We observe six key trends in the field of integrated finance and banking as a service. Understanding and monitoring these trends can help banks and those hoping to delve deeper into the technology, identify opportunities and protect against threats.

  1. Customer demand for integrated experiences: The most important trend is that customers are increasingly looking for simpler, holistic, embedded and immediate experiences. Orchestrators all over the ecosystem, therefore, seek to offer more and more personalization to their customers and thus, a built-in financial service fits this model perfectly. Take for example Walmart's recent announcement that it is creating a range of financial services with financial technology company Ribbit or IKEA's recent announcement that it is acquiring 49% of its banking partner.
  2. Requirement from new FinTech's and beyond: The plethora of FinTech companies that are established each year need banking partners to provide access to bank accounts, payments and lending. Large tech companies and other non-banking entities can create and offer financial services, but are unable to "become" the same banks in the United States and many other markets where the regulatory line to do so is demanding. This leaves banking as a service as the only means for FinTech to offer customers integrated finance.
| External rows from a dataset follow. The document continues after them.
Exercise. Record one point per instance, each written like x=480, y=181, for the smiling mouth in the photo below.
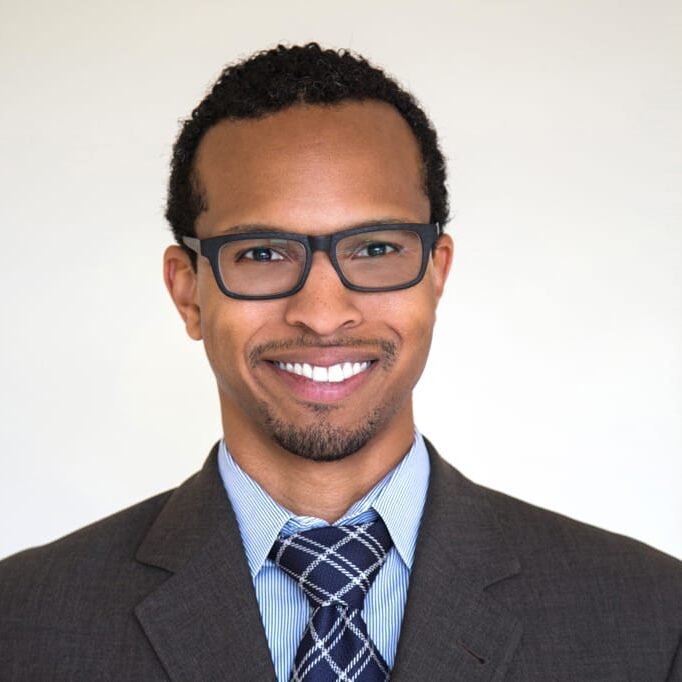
x=332, y=374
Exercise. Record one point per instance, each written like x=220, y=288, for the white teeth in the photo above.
x=333, y=374
x=320, y=374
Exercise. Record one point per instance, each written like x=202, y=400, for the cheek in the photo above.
x=228, y=329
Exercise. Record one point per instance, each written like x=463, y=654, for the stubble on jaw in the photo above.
x=321, y=441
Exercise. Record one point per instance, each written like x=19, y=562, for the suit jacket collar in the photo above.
x=204, y=622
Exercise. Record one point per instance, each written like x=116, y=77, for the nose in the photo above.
x=324, y=306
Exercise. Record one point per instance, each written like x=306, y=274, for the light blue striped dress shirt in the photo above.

  3. Increased transparency: Regulatory trends, including PSD2 (Payment Service Directive Two) and open banking, promote the development of universal access. The need to comply with these new requirements - often through IT modernization - leads some banks to consider expanding or creating new ones. business banking models as a service to cover costs and take advantage of technological developments.
  4. Looking for new revenue models: Taking into account the projected reductions in bank revenue and profitability, financial institutions are exploring alternative sources of revenue and product development. Particularly advantageous are sources that have scalable business models and stable IT investments (eg distribution models).
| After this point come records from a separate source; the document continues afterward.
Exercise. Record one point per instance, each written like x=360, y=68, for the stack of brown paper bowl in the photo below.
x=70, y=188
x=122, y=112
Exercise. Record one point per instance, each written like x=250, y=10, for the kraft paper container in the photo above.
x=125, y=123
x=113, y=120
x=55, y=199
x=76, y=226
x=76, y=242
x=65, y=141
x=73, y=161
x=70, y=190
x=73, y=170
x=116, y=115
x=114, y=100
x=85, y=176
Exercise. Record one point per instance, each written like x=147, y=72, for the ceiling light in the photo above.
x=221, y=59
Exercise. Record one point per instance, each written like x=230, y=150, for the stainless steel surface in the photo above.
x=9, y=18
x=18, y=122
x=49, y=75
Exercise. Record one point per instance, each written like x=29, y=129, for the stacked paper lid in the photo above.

  5. Adopt technological capabilities: With the acceleration of digitization, including automation and open technologies, banks can scale banking as a service faster by making integrated finance affordable for more companies considering it. At the same time, companies seeking to integrate financial services are increasingly seeing their digital experiences as a synthesis of modules built by others.
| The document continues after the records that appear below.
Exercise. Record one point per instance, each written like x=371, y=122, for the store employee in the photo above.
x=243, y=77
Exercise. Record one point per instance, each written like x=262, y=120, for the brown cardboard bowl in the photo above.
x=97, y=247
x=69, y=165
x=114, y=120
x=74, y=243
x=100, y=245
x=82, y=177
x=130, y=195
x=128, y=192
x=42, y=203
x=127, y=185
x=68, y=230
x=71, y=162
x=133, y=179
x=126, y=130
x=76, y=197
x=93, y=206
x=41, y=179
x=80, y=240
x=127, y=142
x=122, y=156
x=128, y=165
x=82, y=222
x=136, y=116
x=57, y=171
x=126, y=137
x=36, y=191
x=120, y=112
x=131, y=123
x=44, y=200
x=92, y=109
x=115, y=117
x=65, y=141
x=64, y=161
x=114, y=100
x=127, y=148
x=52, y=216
  6. Changing levels of confidence in financial services: In the United States, traditional banks have lost the confidence they had over financial technology companies. At the same time, many other companies have higher levels of trust, which they can leverage in offering financial services.

In conclusion

The embedded financial revolution is happening now. To create a real innovation, however, we must reject our long-standing claims about what it means to access banking services, from whom we might be willing to access them, and the role traditional players will take. Only then will we be able to unlock the next wave. In addition, although the costs required to complete a bankruptcy proceeding are low and the legal framework is satisfactory, it takes a long time to complete the necessary procedures.

*Greek version of this article is available on Naftemporiki.